Statistical study for the computation of the effective permeability Keff and viscosity μeff in 6- and 3-regular capillary networks with uniform length and distributed diameters.
(a) First, we derive a reference permeability Kref by assuming a uniform diameter, thus a uniform viscosity μref, in the capillaries. The variation of Kref is plotted in function of the side L of the capillary domain. For 3-regular networks, the convergence threshold is established for L = 300 μm (orange dashed line). (b) Second, we assume the viscosity to be uniform in the capillaries and derive the effective permeability Keff from computations involving 2000 different distributions of diameters. The mean and standard deviation of the ratio Keff/Kref is plotted in function of the side L of the capillary domain. For 6-regular networks, the convergence threshold is established for L = 200 μm (orange dashed line) (c) Finally, we distribute the viscosity in the capillaries and derive the effective viscosity μeff at mesoscopic scale from computations involving the same 2000 different distributions of diameters. The mean and standard deviation of the ratio μeff/μref is plotted in function of the side L of the capillary domain.
Fig 13.
Visualization of the final matrix structure.

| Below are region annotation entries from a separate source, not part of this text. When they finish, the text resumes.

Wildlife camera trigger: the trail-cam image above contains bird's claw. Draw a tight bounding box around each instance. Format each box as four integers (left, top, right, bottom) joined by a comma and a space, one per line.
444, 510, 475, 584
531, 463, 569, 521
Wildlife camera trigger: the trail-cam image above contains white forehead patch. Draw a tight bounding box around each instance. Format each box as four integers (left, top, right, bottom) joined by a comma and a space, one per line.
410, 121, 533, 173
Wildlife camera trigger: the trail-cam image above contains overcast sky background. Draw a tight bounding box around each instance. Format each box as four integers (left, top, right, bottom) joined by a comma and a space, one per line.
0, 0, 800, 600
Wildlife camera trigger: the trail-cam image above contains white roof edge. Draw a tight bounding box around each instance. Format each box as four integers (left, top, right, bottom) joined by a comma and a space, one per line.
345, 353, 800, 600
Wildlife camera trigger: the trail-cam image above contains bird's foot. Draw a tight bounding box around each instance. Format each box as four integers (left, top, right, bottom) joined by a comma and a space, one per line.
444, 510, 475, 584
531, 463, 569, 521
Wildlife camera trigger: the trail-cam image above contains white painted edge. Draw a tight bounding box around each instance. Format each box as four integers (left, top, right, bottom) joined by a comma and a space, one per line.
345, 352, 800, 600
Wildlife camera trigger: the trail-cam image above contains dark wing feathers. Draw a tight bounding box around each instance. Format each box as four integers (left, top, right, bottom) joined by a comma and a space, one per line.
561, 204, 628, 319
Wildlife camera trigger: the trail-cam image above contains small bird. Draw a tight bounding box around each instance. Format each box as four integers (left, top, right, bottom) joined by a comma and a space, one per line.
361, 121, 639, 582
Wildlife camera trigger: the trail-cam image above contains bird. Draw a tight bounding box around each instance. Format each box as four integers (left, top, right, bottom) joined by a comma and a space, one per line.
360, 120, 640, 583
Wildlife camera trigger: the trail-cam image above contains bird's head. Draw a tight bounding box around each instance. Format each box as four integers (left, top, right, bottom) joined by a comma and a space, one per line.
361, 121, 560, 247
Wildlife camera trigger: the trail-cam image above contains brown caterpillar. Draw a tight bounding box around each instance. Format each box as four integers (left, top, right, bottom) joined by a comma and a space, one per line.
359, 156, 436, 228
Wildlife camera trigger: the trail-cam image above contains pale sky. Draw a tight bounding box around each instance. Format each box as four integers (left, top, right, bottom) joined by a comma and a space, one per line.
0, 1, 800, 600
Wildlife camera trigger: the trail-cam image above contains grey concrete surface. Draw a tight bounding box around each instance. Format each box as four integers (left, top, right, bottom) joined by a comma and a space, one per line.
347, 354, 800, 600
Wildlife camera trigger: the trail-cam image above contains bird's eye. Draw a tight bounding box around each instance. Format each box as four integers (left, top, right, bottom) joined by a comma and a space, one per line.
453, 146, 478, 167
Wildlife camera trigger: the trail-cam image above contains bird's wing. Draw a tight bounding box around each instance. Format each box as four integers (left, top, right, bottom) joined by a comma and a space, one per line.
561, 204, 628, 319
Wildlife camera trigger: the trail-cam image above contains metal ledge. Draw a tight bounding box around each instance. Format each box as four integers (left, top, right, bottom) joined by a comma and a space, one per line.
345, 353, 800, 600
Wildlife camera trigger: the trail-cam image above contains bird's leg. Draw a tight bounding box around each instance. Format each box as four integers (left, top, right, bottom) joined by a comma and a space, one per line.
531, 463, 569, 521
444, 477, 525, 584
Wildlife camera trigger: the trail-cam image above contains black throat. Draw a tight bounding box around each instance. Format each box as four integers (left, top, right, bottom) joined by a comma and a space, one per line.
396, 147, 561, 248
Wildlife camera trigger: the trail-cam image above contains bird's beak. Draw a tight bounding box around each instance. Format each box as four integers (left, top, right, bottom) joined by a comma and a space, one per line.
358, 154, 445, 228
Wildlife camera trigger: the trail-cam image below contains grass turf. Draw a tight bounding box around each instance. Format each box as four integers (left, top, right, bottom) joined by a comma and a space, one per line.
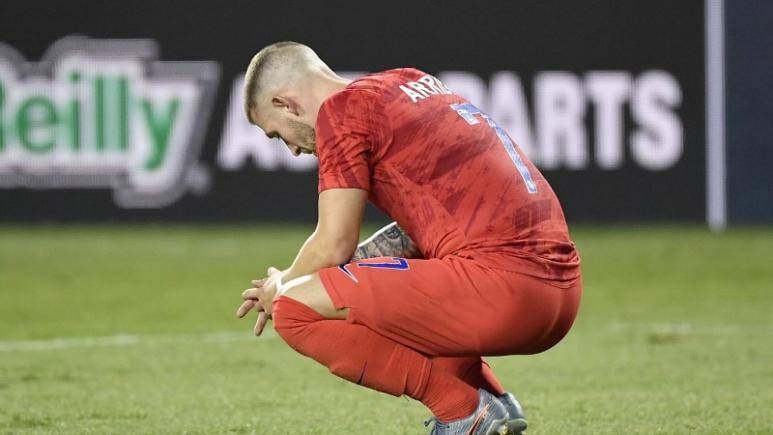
0, 226, 773, 434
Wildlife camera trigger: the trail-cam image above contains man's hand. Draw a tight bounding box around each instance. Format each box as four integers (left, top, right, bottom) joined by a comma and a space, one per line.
236, 267, 282, 336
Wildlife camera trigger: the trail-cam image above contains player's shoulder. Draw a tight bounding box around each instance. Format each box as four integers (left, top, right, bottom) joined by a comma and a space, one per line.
345, 67, 427, 97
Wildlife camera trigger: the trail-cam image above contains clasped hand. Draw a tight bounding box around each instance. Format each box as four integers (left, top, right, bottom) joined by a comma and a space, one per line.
236, 267, 282, 335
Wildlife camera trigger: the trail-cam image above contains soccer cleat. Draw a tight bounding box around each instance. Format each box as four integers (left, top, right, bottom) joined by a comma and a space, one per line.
497, 393, 527, 435
424, 389, 525, 435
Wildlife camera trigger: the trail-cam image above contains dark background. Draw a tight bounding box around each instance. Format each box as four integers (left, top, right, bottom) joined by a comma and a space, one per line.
0, 0, 705, 222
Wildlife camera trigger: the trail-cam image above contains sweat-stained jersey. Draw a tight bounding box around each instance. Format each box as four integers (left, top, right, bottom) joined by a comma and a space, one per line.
316, 68, 580, 281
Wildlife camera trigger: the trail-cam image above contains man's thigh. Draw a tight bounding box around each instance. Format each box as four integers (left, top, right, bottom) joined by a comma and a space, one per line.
319, 256, 576, 356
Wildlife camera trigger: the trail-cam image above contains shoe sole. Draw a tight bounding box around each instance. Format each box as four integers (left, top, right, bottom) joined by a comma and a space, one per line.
485, 418, 528, 435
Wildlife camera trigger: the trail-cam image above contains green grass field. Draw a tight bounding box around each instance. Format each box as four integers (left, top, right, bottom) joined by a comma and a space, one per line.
0, 226, 773, 435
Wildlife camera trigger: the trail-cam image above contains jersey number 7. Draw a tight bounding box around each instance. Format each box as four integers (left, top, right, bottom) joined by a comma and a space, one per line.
451, 103, 537, 193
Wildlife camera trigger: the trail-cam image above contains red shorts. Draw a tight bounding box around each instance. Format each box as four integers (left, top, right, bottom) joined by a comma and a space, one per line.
319, 256, 582, 356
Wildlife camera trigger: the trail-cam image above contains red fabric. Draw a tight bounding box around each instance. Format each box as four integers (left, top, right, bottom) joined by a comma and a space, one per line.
272, 296, 478, 421
432, 357, 505, 396
316, 69, 580, 281
319, 255, 582, 357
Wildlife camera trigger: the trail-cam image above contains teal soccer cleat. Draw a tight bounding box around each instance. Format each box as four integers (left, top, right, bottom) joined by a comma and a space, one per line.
425, 389, 526, 435
497, 393, 527, 435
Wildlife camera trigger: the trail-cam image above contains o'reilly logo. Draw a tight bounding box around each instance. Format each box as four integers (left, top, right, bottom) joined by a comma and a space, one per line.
0, 37, 219, 207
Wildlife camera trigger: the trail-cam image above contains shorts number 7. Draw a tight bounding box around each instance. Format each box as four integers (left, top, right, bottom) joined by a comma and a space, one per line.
451, 103, 537, 193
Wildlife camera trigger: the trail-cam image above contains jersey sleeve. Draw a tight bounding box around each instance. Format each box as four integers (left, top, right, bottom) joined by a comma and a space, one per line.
316, 89, 380, 192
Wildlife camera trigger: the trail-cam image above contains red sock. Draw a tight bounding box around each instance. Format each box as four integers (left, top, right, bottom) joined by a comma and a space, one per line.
272, 296, 478, 421
432, 357, 505, 396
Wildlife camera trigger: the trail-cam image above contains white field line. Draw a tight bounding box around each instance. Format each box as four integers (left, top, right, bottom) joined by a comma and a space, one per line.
0, 322, 773, 352
0, 329, 277, 352
608, 322, 773, 336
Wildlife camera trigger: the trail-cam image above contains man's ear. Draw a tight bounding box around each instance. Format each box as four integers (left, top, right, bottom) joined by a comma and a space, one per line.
271, 95, 300, 116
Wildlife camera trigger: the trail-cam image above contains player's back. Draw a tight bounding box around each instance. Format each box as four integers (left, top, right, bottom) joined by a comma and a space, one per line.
320, 69, 579, 280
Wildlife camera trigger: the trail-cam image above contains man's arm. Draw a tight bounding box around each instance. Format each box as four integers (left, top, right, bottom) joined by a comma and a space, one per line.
352, 222, 422, 261
282, 189, 368, 282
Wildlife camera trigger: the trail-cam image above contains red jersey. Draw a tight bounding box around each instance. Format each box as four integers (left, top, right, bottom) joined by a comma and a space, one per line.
316, 68, 580, 281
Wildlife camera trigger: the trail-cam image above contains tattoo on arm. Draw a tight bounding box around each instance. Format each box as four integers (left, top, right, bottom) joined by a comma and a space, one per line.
352, 222, 422, 261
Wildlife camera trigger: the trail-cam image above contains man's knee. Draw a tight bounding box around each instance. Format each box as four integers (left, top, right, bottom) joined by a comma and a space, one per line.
282, 273, 348, 319
271, 296, 325, 355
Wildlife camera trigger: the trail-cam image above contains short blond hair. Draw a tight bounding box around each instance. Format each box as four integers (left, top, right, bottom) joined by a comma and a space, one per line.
244, 41, 312, 122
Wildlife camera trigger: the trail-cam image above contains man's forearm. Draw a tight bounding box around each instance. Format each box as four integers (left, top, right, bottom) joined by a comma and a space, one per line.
352, 222, 422, 260
284, 233, 351, 281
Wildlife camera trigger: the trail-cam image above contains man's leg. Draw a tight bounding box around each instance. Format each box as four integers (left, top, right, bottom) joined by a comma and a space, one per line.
274, 258, 581, 420
432, 357, 505, 396
272, 274, 478, 421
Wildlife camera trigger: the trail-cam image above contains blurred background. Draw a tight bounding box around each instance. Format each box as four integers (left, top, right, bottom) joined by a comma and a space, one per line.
0, 0, 773, 433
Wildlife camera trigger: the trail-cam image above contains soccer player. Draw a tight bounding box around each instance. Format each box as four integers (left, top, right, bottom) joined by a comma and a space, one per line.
237, 42, 582, 434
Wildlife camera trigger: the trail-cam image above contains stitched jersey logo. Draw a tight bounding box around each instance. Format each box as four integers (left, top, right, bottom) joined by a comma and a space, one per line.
357, 257, 411, 270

Using the hybrid approach, we can compute blood flow by solving a single linear system, assembled from the equations describing the finite volume discretization in the continuum (FV, in green), the network approach in the arteriolar and venular trees (AV, in black) and the coupling model at the interface of the two frameworks (coupling, in red). This yields a sparse matrix that is schematized here. Plain lines and dots represent non-zero values. The components (Pi)i, (πα)α and (πs)s are the unknowns of the linear system, corresponding to FV, AV and coupling parts, respectively.